Strands represents a "trust the model" design philosophy. In 2026, as frontier models keep getting smarter, hardcoded state machines may be becoming over-engineering.

For indie makers, the biggest value of Strands isn't being "the most powerful," but being "the fastest path from idea to running agent." The MCP ecosystem's leverage effect means a solo developer can integrate many tools, and Apache 2.0 licensing ensures you won't get locked in.

If you're building your first agent: Start with the quickstart above. Get your first agent running in 30 minutes and experience model-driven design firsthand. Strands' low barrier lets you focus on "what problem should my agent solve" instead of "how to configure the framework."

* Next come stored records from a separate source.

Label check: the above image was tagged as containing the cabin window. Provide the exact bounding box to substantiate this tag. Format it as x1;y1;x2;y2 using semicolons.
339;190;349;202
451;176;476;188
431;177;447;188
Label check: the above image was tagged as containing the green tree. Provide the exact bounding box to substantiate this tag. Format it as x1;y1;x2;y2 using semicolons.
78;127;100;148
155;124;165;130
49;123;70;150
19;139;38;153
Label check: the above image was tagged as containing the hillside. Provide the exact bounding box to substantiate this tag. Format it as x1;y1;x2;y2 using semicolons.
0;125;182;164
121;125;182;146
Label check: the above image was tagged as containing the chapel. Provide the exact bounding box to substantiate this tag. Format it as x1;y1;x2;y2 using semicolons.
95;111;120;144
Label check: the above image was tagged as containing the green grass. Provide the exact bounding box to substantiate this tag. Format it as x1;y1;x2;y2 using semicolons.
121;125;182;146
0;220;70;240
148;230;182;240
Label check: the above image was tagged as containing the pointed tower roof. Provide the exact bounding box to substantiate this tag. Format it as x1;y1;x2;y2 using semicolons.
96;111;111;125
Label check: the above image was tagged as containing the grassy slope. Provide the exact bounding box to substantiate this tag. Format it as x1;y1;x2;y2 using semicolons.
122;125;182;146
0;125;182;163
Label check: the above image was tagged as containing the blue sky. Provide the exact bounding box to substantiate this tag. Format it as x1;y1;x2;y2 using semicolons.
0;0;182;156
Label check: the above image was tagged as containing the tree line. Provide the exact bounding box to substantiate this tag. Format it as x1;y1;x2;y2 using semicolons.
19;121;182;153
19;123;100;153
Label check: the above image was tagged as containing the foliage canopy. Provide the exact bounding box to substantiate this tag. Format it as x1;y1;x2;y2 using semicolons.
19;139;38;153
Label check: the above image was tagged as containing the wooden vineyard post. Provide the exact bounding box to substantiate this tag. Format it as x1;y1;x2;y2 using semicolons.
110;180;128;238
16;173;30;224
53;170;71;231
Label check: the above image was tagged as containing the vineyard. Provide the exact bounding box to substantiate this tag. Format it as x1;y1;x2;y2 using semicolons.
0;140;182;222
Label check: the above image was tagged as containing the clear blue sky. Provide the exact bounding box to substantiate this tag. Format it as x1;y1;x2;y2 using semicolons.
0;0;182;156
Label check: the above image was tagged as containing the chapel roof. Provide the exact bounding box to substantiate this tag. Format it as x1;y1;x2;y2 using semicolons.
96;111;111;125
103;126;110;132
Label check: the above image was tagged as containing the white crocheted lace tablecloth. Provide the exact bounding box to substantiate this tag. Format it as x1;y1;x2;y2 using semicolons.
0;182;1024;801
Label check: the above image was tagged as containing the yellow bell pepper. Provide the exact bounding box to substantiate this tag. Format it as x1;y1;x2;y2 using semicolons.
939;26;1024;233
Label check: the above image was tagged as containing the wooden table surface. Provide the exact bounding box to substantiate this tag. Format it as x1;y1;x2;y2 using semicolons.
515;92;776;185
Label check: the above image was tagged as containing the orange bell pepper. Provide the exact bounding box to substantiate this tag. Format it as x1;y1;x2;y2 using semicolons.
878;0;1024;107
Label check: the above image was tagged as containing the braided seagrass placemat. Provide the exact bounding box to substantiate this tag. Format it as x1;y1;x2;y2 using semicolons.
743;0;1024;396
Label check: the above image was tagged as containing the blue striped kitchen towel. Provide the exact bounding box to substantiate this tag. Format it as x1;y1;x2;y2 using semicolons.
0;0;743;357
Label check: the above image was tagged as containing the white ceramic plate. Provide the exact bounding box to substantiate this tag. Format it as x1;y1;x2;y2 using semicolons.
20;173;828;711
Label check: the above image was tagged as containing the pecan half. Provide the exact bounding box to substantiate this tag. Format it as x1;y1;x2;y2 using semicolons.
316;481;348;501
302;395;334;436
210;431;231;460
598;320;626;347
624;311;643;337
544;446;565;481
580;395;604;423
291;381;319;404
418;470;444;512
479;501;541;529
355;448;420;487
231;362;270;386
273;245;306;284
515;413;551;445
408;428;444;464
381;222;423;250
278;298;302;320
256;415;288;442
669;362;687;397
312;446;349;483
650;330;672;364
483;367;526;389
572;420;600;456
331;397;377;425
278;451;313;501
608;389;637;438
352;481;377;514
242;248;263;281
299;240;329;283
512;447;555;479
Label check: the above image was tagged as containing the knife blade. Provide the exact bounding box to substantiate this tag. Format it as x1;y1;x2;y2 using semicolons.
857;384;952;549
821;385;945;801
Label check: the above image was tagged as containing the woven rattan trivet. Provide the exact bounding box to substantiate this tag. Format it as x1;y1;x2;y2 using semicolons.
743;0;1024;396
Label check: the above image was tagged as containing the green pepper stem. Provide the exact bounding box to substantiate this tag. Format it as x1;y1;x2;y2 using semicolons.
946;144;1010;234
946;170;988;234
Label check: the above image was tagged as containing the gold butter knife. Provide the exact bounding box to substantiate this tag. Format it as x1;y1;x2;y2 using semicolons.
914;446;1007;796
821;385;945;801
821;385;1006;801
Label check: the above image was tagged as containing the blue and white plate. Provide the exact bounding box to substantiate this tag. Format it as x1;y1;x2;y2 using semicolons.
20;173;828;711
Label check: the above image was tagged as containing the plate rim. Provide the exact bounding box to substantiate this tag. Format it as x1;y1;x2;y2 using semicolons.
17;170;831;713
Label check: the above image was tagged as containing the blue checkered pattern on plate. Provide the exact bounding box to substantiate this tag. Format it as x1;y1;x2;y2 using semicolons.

If you're already using LangGraph: No need to rush a migration. Try Strands as your MCP tool integration solution first. Build a small side project with Strands and feel the difference between the two design philosophies. If your LangGraph agent is already running stable, let it keep running. Save Strands for your next idea that needs rapid validation.

FAQ

Is Strands Agents a proprietary AWS service? Will I get locked in?

No. Strands is Apache 2.0 open source and works with any LLM provider (Anthropic Claude, OpenAI, Ollama, etc.). You can also deploy it outside AWS. You can run everything locally without an AWS account.

Is Strands the same thing as Amazon Bedrock AgentCore?

No. Strands is an open source framework (SDK), while AgentCore is AWS's managed hosting platform. You can deploy Strands-built agents to AgentCore, but you can also deploy to Lambda, Fargate, or any server you manage.

Is the Strands TypeScript SDK stable enough for production?

As of April 2026, it is still in preview and lacks multi-agent features. For production use, the Python SDK is recommended. Amazon's own services like Q Developer and AWS Glue use the Python version internally.

Is Strands MCP support the same as Claude Desktop's MCP?

They operate at different levels. Strands is an MCP client-side integration that can connect to any MCP server as an agent tool. Claude Desktop is also an MCP client. Both follow the same MCP protocol and can share MCP servers.